From the article: Having the data aligned ensures faster access time when retrie...

winternewt · on Oct 8, 2024

I think the idea is that padding results in lower storage efficiency, which means fewer rows per page and hence lower I/O throughput. By changing the column order you can reduce the amount of padding required.

branko_d · on Oct 8, 2024

Sure, having less padding increases I/O efficiency. I was just commenting on the author's apparent confusion as to why the padding is there in the first place.

Here is the full(er) quote:

  Postgres will happily add padding to the underlying data in order to make sure it is properly aligned at the physical layer. Having the data aligned ensures faster access time when retrieving pages from disk.

This might be misunderstood as "Postgres adds padding to speed-up disk I/O", which is the opposite of what actually happens.
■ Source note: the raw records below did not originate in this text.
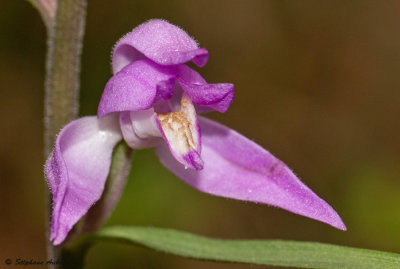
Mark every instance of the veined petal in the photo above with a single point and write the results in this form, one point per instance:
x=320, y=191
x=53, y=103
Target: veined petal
x=215, y=96
x=181, y=132
x=235, y=167
x=78, y=168
x=160, y=41
x=137, y=87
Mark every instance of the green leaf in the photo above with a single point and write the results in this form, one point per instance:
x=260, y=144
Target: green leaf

Padding slows-down I/O but speeds-up the CPU processing afterwards.

SQLite made the opposite tradeoff.

napsterbr · on Oct 8, 2024

You are absolutely correct, the current wording causes confusion as to where the speed-up happens. Over the weekend I'll add a note and link to this thread, thanks for pointing that out.

dspillett · on Oct 8, 2024

The wording implies to me that Postgres is doing the padding for alignment to reduce IO costs which, as branko_d suggests, would do the opposite. You are reading it as the intervention of the DBA reordering columns to remove the padding will improve IO efficiency by fitting more rows into each page, which you are right would be beneficial in that way.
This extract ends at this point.